We can’t deny it: in HANNIKO we are against pyrotechnics in general, and the domestic ones in particular. Leaving aside the accidents that occur each year among people that aren’t used to gunpowder and its derivatives, the truth is that most dogs cannot stand fireworks or firecrackers. To be more exact, it is not simply an exquisite canine taste, but a very serious problem. The effect of the noise of fireworks and firecrackers on a dog that is afraid of them, is like submitting to a high intensity anxiety attack. The dog simply believes that he is going to die. And in fact, many dogs end up perishing with fulminating heart attacks.
This happens to your dog with pyrotechnics and firecrackers
It is not known exactly why some dogs suffer from this phobia and others do not. But it is not very important to know the origin: it is enough to know that those who are affected are really affected. Everything said above is true: anyone who owns a dog afraid of fireworks experiences what it means to have a dog that the next second, after the noise, suddenly becomes to be a completely different dog.
Strong tremors, the tail between the legs, moans, the terror on his face and his way of acting … These are some of the effects we can easily notice. But the effects are even bigger inside, physically and mentally.
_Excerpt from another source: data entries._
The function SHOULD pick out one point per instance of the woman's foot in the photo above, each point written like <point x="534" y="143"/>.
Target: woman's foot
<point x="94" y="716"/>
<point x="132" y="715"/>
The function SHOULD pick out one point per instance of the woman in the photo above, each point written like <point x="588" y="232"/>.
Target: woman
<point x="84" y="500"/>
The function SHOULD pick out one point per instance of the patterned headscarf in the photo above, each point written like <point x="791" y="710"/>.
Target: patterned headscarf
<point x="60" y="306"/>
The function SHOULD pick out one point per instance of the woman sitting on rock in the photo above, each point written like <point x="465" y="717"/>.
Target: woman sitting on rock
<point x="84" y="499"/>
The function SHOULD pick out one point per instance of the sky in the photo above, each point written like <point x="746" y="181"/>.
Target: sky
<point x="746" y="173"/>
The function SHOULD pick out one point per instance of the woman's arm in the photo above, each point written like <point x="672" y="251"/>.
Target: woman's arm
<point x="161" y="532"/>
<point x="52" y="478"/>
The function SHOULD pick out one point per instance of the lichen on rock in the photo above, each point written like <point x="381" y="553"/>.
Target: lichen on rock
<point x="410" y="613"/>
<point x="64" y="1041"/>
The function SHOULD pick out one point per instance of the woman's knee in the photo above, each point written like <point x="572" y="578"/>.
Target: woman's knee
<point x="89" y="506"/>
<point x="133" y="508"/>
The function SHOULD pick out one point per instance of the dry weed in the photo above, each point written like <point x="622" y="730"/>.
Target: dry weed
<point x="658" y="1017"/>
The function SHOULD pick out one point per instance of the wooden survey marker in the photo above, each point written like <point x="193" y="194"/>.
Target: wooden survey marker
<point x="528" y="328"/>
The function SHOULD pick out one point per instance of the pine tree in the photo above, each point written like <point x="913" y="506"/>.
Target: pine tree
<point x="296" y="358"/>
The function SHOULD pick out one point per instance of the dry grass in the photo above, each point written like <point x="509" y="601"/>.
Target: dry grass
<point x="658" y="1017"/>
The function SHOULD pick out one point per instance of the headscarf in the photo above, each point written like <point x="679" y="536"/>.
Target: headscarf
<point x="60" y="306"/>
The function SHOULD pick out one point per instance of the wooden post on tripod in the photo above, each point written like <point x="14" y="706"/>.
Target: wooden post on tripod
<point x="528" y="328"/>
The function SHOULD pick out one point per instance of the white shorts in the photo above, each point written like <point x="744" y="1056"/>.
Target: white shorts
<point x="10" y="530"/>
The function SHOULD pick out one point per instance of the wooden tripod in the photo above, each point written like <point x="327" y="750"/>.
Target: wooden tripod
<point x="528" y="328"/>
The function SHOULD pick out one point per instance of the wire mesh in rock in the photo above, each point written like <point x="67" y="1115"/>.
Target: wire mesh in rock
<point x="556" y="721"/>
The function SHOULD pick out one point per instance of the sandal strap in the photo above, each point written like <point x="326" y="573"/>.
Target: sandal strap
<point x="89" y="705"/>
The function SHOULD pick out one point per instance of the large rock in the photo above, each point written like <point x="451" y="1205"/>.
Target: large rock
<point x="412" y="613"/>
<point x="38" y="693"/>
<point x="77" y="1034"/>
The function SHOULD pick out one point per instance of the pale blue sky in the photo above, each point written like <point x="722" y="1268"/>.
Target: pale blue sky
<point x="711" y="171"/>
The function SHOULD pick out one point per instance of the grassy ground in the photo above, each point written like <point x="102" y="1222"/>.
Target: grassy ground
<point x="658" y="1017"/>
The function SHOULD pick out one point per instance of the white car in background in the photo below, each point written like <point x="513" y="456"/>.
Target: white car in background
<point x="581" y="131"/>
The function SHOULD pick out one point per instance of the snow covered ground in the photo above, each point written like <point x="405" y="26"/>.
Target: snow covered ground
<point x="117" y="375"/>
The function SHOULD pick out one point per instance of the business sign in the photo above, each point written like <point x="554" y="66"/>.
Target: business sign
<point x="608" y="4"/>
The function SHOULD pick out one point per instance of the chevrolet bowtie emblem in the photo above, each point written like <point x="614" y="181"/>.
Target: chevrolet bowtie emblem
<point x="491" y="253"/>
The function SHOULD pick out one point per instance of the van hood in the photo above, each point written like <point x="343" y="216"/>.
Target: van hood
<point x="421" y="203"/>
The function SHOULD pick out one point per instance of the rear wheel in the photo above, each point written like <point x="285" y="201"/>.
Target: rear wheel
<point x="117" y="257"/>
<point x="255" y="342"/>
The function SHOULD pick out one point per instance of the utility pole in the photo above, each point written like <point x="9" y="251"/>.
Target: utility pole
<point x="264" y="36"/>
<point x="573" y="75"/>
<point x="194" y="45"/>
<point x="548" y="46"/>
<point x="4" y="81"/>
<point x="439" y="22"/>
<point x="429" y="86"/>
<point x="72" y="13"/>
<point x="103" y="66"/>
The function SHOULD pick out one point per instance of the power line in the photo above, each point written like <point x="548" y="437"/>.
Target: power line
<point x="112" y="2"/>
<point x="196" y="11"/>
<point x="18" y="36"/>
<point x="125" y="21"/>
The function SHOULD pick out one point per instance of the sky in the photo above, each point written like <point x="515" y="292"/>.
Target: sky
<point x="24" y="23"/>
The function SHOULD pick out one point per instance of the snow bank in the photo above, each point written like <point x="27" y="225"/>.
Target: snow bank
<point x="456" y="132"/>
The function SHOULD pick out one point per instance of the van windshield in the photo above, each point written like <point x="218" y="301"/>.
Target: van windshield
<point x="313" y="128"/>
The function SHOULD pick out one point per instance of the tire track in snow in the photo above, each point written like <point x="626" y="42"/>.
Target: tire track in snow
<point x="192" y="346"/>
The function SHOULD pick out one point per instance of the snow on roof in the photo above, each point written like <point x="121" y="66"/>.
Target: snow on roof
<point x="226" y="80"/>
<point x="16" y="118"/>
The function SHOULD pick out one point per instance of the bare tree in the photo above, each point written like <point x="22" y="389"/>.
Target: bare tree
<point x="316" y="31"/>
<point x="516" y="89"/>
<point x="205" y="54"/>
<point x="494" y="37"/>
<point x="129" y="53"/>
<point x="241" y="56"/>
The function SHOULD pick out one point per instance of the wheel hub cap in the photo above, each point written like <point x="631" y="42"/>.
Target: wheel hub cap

Dogs suffer tachycardia, nausea, unreality and the feeling that they are going to die. A heart attack that can strike weak dogs or some certain aged dogs and then there’s also the loss of control: many dogs disappear forever fleeing at full speed at the moment they feel the first explosion of the pyrotechnic spectacle in the sky.
What to do to help them spend this moment as well as possible
As in life, there are no magic formulas. Common sense says if you get your dog used to the noises since he’s a puppy, exposing it in its first three weeks of existence to bursts and firecrackers, and not giving importance to the subject, it is possible that he’ll never suffer this fear problems. However, even this tactic cannot ensure that a dog is free to suffer this irrational fear.
In general, what’s recommended is to remain calm and not to try to protect him from a danger that, really, does not exist. To master the situation to the fullest, it is advisable that, if you know what time will the fireworks take place, to stay in your house quietly, with the windows closed, the blinds, if you want, also, and even with the TV on with a higher volume than the one you usually have.
What is not recommended to do
If your dog hides (usually under the bed or in some kind of tunnel that connects your house with the center of the Earth) do not try to force him out of there, taking away his fear. Let him “avoid danger” in a way that makes him feel safe.
If you own a land and your dog usually makes his life on the outside of the house, do not leave him out there on his own, waiting for the noise to pass, and don’t you ever tie him up to some post. Remember that you are the one who knows that fireworks are harmless… but your dog thinks that he’ll may die in the next few seconds.
In short, whenever you can, try to protect your dog from fireworks and firecrackers with preventive measures. It’s the best you can do for him.